Equivalence class

In mathematics, when the elements of some set ${\displaystyle S}$ have a notion of equivalence (formalized as an equivalence relation) defined on them, then one may naturally split the set ${\displaystyle S}$ into equivalence classes. These equivalence classes are constructed so that elements ${\displaystyle a}$ and ${\displaystyle b}$ belong to the same equivalence class if, and only if, they are equivalent.

Formally, given a set ${\displaystyle S}$ and an equivalence relation ${\displaystyle \,\sim \,}$ on ${\displaystyle S,}$ the equivalence class of an element ${\displaystyle a}$ in ${\displaystyle S,}$ denoted by ${\displaystyle [a],}$[1] is the set[2]
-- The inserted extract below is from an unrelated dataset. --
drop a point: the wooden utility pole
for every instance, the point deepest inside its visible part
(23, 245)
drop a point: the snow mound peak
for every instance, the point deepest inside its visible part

${\displaystyle \{x\in S:x\sim a\}}$

of elements which are equivalent to ${\displaystyle a.}$ It may be proven, from the defining properties of equivalence relations, that the equivalence classes form a partition of ${\displaystyle S.}$ This partition—the set of equivalence classes—is sometimes called the quotient set or the quotient space of ${\displaystyle S}$ by ${\displaystyle \,\sim \,,}$ and is denoted by ${\displaystyle S/\sim .}$

When the set ${\displaystyle S}$ has some structure (such as a group operation or a topology) and the equivalence relation ${\displaystyle \,\sim \,}$ is compatible with this structure, the quotient set often inherits a similar structure from its parent set. Examples include quotient spaces in linear algebra, quotient spaces in topology, quotient groups, homogeneous spaces, quotient rings, quotient monoids, and quotient categories.